Yamada Kenta, Takayasu Hideki, Takayasu Misako
Institute of Innovative Research, Tokyo Institute of Technology, 4259, Nagatsuta-cho, Yokohama 226-8502, Japan.
Sony Computer Science Laboratories, 3-14-13, Higashi-Gotanda, Shinagawa-ku, Tokyo 141-0022, Japan.
Entropy (Basel). 2018 Nov 6;20(11):852. doi: 10.3390/e20110852.
We introduce a systematic method to estimate an economic indicator from the Japanese government by analyzing big Japanese blog data. Explanatory variables are monthly word frequencies. We adopt 1352 words in the section of economics and industry of the Nikkei thesaurus for each candidate word to illustrate the economic index.

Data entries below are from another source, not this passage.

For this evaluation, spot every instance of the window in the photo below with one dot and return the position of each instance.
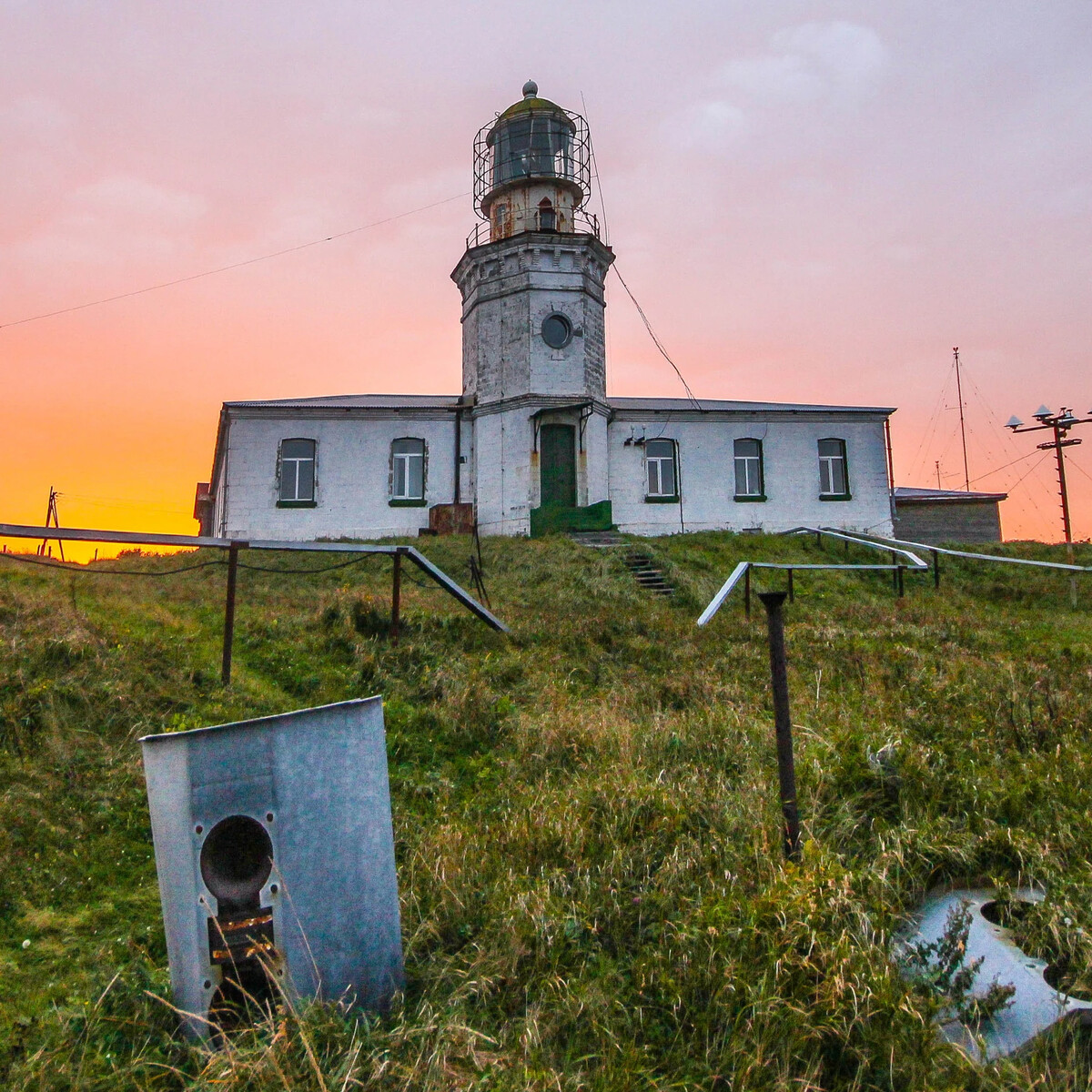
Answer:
(298, 474)
(834, 476)
(749, 484)
(660, 463)
(557, 330)
(408, 472)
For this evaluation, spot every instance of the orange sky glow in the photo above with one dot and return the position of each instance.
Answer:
(813, 201)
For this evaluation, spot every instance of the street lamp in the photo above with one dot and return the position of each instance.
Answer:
(1060, 423)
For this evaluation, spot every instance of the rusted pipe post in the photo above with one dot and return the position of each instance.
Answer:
(233, 569)
(396, 598)
(779, 675)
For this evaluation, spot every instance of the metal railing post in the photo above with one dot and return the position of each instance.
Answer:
(784, 725)
(396, 598)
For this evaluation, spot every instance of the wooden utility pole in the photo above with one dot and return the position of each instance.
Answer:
(52, 520)
(962, 424)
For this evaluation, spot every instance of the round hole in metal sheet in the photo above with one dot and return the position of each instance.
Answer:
(236, 860)
(1006, 913)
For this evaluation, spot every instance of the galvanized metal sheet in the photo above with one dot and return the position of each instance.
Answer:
(316, 781)
(1036, 1005)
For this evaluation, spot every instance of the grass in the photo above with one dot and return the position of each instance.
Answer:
(585, 817)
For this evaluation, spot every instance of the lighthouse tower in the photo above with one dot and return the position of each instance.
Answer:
(532, 284)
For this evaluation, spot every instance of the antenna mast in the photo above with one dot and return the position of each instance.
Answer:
(962, 426)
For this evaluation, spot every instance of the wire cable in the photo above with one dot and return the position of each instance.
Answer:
(655, 339)
(77, 569)
(233, 266)
(301, 572)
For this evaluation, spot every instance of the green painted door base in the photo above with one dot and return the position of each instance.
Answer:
(555, 518)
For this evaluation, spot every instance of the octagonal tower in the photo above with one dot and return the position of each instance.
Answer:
(534, 364)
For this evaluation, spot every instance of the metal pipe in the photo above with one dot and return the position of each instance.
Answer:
(233, 571)
(459, 454)
(784, 725)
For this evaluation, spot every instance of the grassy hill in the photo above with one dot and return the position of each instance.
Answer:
(585, 816)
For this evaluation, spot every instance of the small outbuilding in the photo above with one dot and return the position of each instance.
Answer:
(947, 516)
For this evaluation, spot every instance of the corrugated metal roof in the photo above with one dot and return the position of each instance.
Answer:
(714, 405)
(906, 492)
(447, 401)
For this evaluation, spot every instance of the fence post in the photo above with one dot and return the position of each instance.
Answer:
(233, 568)
(784, 724)
(396, 596)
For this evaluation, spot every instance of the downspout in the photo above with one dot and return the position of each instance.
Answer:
(887, 440)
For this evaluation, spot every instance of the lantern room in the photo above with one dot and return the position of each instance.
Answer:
(532, 169)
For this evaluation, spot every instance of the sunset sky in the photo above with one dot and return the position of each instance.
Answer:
(813, 201)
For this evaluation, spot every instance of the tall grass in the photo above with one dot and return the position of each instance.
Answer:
(585, 818)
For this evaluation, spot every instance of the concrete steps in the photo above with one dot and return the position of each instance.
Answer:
(647, 574)
(640, 565)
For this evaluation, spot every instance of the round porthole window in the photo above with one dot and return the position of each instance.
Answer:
(557, 330)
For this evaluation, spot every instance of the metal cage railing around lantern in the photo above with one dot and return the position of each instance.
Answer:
(583, 223)
(536, 143)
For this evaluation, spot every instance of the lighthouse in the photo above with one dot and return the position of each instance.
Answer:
(534, 363)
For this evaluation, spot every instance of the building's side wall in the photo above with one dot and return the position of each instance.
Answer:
(945, 522)
(502, 472)
(353, 476)
(707, 473)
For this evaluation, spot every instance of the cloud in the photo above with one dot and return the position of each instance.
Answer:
(816, 66)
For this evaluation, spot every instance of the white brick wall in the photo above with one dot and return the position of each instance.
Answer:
(353, 476)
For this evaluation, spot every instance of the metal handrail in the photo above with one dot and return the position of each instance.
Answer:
(976, 557)
(136, 538)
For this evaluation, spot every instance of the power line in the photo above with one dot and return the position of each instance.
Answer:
(234, 266)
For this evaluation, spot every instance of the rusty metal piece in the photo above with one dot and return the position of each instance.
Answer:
(786, 770)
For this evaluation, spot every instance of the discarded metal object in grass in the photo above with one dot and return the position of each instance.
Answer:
(786, 770)
(1025, 1003)
(276, 857)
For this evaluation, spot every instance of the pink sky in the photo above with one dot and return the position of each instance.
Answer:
(813, 202)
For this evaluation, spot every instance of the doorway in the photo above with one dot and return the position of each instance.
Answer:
(558, 465)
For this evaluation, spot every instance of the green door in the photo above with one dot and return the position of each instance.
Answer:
(557, 443)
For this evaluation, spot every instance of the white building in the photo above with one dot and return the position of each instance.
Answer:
(534, 443)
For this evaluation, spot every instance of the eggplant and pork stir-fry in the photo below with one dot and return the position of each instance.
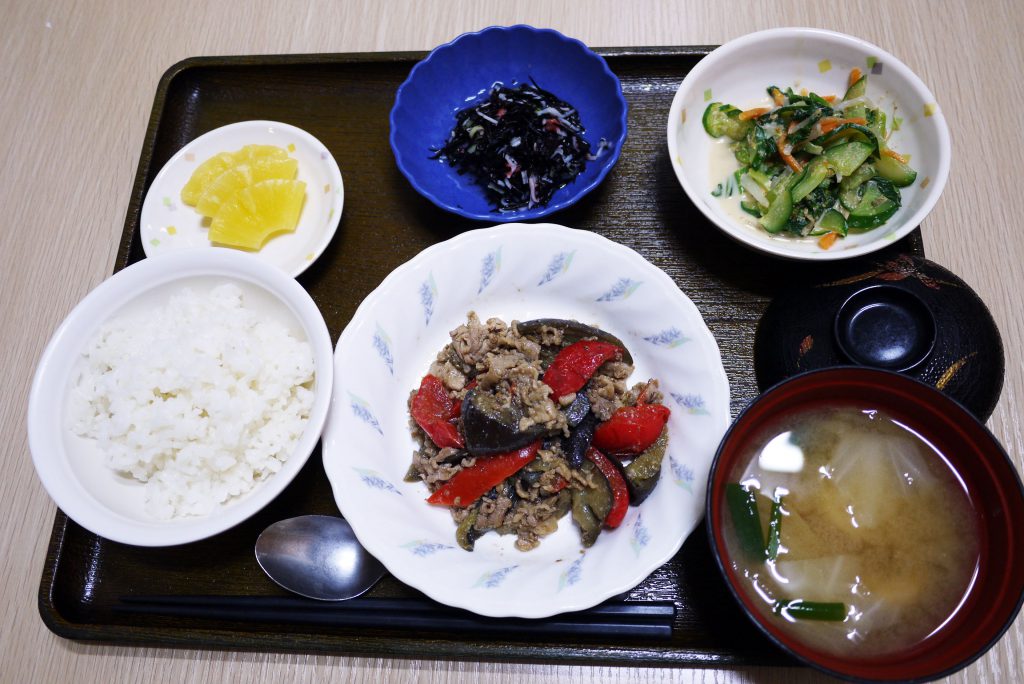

From this large volume of words, our method automatically selects the words which have strong correlation with the economic indicator and resolves some difficulties in statistics such as the spurious correlation and overfitting. As a result, our model reasonably illustrates the real economy index. The announcement of an economic index from government usually has a time lag, while our proposed method can be real time.
我们介绍一种通过分析大量日本博客数据来估计日本政府经济指标的系统方法。解释变量为每月的词汇出现频率。为了阐释经济指标,我们从日经同义词词典的经济与产业部分选取1352个单词作为每个候选词。基于这些大量的词汇,我们的方法自动选择与经济指标具有强相关性的词汇,并解决了一些统计方面的难题,如虚假相关性和过度拟合问题。结果,我们的模型合理地阐释了实际经济指标。政府公布经济指标通常存在时间滞后,而我们提出的方法可以实现实时性。